Il regarda son équipage et dit : « Que leur ai-je apporté? J'étais un chasseur, dans un pays lointain. Avec vigueur et attention, j'ai lancé les flèches d'or qu'ils m'avaient données, mais je n'ai rapporté aucune proie. Je n'ai pas suivi les flèches. Peut-être volent-elles dans le soleil avec les ailes d'aigles blessés qui luttent pour ne pas s'abattre sur le sol. Et il se peut que les pointes des flèches soient tombées dans les mains de ceux qui en avaient besoin pour se procurer pain et vin.
Je ne sais où elles ont suspendu leur vol, mais je sais cela : qu'elles ont dessiné leur courbe dans le ciel.
Quoi qu'il en soit, la main de l'amour est toujours posée sur moi, et vous, mes marins, vous élargissez ma vision, et je ne resterai pas muet. Je crierai quand la main des saisons me saisira à la gorge, et je chanterai mes paroles quand mes lèvres seront dévorées par les flammes. »
Leurs cœurs étaient émus par ce qu'il leur disait. Et l'un d'eux prit la parole : « Maître, apprends-nous tout, et peut-être comprendrons-nous, car ton sang coule en nos veines, et notre souffle exhale ta fragrance. »
Alors il leur répondit, et le vent chantait dans sa voix : « M'avez-vous conduit à l'île qui me vit naître pour faire de moi un professeur? Je n'ai pas encore été mis en cage par la sagesse. Je suis trop jeune et verdoyant pour parler d'autre chose que de moi, qui exprime à jamais un appel venu des profondeurs.
Que celui qui désire la sagesse la cherche dans la renoncule ou dans un peu d'argile rouge. Je reste toujours leur chantre. Je chanterai encore la terre, et je chanterai vos rêves perdus qui errent la journée entre deux sommeils.
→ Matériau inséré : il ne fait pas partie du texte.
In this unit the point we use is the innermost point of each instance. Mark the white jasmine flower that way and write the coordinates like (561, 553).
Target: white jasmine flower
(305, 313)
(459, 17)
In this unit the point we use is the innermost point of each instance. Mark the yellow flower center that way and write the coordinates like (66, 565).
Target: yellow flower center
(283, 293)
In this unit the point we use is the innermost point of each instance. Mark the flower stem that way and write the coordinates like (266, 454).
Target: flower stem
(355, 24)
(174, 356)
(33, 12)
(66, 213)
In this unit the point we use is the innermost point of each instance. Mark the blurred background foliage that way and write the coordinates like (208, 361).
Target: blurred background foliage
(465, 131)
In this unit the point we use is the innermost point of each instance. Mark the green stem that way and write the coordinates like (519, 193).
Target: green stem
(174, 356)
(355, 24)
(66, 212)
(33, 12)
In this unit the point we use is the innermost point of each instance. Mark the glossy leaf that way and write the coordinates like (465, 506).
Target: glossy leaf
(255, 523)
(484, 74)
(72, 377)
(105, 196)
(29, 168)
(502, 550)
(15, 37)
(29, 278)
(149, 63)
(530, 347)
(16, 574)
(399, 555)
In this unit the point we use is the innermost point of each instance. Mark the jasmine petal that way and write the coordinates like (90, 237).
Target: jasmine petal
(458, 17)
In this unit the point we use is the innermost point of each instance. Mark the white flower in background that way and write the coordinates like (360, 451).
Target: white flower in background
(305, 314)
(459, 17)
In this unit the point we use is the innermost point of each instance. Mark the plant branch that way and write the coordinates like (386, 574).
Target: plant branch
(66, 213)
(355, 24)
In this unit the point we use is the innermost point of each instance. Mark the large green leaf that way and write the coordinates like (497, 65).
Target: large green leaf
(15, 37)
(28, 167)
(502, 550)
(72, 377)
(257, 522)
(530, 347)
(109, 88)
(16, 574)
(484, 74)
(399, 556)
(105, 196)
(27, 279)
Mais je continuerai de contempler la mer. »
Sur ce, le navire entra dans le port et atteignit la digue, c'est ainsi qu'il revint à l'île qui le vit naître et se retrouva une fois encore parmi son peuple. Et un grand cri s'éleva de leurs cœurs, de sorte que le sentiment de solitude qu'il avait éprouvé en rentrant au pays se dissipa.